First, let's set the result to infinity. then brute force through all the possibilities to get minimum cost of A, B and C. Then you have got the answer.

Sounds similar to Dijkstra algorithm in brute force mode.

Here's the code for full details.

min_cost = {
    "A": float("inf"),
    "B": float("inf"),
    "C": float("inf"),
    "AB": float("inf"),
    "AC": float("inf"),
    "BC": float("inf"),
    "ABC": float("inf"),
}

t = int(input().strip())

for _ in range(t):
    line = input().strip()
    n, keys = line.split()
    n = int(n)
    combination = "".join(sorted(keys))
    if combination in min_cost:
        min_cost[combination] = min(min_cost[combination], n)

result = float("inf")

if min_cost["A"] != float("inf") and min_cost["B"] != float("inf") and min_cost["C"] != float("inf"):
    result = min(result, min_cost["A"] + min_cost["B"] + min_cost["C"])

if min_cost["AB"] != float("inf") and min_cost["C"] != float("inf"):
    result = min(result, min_cost["AB"] + min_cost["C"])
if min_cost["AC"] != float("inf") and min_cost["B"] != float("inf"):
    result = min(result, min_cost["AC"] + min_cost["B"])
if min_cost["BC"] != float("inf") and min_cost["A"] != float("inf"):
    result = min(result, min_cost["BC"] + min_cost["A"])

if min_cost["ABC"] != float("inf"):
    result = min(result, min_cost["ABC"])

if min_cost["AB"] != float("inf") and min_cost["AC"] != float("inf"):
    result = min(result, min_cost["AB"] + min_cost["AC"])
if min_cost["AB"] != float("inf") and min_cost["BC"] != float("inf"):
    result = min(result, min_cost["AB"] + min_cost["BC"])
if min_cost["AC"] != float("inf") and min_cost["BC"] != float("inf"):
    result = min(result, min_cost["AC"] + min_cost["BC"])

if result == float("inf"):
    print(-1)
else:
    print(result)

Note that depends on the time left during the competition, Solution 2 may be more viable for you.

Solution 2 - Dynamic Programming

Brute force is not my style, let's do DP!

First, we can map all the possibilities (A, B, C) into 3 slot binaries, which we will mark it as follows:

• <No Key> - 0 - 000

• A - 1 - 001

• B - 2 - 010

• C - 4 - 100

Then, we will have a series of combination, which can be easily labeled by using binary additions. Such as:

• AB -> 1 + 2 = 011

• BC -> 2 + 4 = 110

• ABC -> 1 + 2 + 4 = 111

Lastly, find the shortest cost based on DP numbers, by comparing the minimum between previous found with current found, and the answer should come out.

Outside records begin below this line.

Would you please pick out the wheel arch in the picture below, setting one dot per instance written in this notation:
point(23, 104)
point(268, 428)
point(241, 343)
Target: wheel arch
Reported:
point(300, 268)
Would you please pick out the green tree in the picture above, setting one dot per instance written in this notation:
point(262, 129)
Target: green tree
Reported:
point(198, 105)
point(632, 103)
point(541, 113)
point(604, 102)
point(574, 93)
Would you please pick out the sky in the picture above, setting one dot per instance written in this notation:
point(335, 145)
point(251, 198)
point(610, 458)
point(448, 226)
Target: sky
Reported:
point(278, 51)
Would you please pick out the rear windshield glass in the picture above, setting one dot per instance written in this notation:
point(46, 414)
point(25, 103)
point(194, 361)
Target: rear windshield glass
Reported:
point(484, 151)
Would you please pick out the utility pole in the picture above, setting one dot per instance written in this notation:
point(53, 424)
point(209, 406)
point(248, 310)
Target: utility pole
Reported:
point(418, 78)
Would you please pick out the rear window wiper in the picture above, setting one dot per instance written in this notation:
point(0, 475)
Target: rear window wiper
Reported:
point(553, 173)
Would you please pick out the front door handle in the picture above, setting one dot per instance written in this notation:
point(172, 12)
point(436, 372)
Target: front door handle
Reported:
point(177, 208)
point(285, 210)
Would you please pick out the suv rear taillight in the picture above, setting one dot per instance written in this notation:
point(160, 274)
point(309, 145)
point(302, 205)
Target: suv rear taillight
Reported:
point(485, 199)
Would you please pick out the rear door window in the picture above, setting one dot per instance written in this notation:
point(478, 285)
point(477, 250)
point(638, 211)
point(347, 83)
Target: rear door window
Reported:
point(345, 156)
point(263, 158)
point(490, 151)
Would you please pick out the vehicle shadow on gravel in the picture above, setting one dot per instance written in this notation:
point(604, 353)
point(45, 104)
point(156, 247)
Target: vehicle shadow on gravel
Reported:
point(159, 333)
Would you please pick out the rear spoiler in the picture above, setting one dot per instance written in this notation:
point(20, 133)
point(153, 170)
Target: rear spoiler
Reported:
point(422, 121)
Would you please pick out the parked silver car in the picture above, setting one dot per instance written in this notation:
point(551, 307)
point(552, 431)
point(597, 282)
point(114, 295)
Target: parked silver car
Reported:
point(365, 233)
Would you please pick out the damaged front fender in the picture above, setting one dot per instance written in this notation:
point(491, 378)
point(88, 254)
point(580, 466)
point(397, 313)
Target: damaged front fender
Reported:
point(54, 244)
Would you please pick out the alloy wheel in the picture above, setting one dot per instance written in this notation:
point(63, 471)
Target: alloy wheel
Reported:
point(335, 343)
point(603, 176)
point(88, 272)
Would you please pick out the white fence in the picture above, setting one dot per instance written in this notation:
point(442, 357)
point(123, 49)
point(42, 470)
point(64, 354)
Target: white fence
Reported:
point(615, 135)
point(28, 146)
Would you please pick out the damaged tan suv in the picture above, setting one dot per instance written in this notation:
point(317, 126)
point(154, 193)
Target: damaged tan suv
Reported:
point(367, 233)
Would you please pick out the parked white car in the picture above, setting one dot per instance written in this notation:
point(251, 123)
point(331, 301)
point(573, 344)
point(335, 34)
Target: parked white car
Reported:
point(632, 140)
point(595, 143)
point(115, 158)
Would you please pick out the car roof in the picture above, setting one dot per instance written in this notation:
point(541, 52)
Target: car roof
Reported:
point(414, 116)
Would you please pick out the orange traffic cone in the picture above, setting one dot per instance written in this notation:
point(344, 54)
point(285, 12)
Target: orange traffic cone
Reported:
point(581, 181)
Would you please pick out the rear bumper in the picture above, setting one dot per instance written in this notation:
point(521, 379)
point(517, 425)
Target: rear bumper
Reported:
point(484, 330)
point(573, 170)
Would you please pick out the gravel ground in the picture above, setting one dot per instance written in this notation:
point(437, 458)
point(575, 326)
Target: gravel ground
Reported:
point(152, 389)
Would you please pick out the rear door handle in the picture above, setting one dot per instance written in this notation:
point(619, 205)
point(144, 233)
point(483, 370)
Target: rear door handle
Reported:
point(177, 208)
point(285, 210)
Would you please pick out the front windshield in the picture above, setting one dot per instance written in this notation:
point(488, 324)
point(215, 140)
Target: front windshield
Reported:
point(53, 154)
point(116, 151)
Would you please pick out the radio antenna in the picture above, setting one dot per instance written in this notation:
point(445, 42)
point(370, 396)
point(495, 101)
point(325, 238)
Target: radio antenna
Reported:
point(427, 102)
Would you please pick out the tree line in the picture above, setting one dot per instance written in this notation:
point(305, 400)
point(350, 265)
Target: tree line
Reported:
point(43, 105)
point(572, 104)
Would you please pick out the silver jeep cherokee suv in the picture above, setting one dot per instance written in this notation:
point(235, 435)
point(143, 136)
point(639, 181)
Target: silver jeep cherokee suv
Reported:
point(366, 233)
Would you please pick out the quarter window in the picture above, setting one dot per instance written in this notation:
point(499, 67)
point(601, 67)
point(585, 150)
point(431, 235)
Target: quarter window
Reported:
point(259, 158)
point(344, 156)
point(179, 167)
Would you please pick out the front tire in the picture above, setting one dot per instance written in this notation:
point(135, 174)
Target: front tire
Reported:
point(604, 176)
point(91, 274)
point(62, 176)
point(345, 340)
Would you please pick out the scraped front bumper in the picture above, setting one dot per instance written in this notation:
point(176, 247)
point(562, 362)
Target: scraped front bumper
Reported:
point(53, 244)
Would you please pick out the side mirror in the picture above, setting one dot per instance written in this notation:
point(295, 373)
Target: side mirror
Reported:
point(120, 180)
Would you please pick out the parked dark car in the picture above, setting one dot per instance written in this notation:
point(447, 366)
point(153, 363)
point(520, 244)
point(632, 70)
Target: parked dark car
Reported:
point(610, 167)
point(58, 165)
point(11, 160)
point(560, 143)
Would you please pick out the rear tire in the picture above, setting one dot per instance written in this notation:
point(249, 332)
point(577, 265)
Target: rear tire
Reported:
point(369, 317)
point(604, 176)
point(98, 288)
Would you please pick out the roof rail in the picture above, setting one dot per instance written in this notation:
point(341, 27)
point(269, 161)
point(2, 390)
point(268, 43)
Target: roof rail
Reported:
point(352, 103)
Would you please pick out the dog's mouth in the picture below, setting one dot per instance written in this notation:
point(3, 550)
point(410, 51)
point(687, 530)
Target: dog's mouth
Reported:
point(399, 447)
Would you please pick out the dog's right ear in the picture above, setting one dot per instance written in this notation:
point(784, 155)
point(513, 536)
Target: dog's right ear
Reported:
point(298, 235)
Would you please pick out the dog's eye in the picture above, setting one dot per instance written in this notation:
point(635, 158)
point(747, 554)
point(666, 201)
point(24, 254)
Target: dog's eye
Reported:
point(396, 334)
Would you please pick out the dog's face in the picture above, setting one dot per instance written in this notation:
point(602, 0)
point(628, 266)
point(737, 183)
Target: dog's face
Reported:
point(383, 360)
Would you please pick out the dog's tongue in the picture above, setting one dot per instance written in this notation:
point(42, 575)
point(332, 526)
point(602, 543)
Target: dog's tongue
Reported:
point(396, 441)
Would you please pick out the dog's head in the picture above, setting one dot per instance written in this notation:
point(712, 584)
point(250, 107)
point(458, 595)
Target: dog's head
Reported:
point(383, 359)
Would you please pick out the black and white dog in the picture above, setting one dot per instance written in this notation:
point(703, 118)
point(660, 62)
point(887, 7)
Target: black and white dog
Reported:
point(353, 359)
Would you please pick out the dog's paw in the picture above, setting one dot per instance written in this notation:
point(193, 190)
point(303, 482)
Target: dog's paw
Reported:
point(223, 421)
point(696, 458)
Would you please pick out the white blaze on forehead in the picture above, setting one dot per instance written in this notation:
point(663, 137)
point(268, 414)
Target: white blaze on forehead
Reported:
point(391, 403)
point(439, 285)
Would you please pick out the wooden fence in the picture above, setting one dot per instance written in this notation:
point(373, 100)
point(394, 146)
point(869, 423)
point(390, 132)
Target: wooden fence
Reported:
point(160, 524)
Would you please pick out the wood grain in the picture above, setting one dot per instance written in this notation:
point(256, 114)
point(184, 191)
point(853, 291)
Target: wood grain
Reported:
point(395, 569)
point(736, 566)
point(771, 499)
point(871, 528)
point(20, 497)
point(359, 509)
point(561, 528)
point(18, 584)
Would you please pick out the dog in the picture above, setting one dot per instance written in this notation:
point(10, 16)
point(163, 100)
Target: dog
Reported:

Here's the code in advance:

def min_cost_to_get_keys(t, offers):
    dp = [float("inf")] * 8
    dp[0] = 0

    for n, keys in offers:
        mask = 0
        if 'A' in keys:
            mask |= 1
        if 'B' in keys:
            mask |= 2
        if 'C' in keys:
            mask |= 4 

        for prev_mask in range(8):
            new_mask = prev_mask | mask
            dp[new_mask] = min(dp[new_mask], dp[prev_mask] + n)

    if dp[7] != float("inf"):
        return dp[7]  
    else: 
        return -1

t = int(input().strip())
offers = []
for _ in range(t):
    line = input().strip()
    n, keys = line.split()
    offers.append((int(n), keys))

print(min_cost_to_get_keys(t, offers))

Note that this code even works when the question introduces "D" - Just extend the slot into 4 digits binary, range to 16, dp[15] max and we are good to go.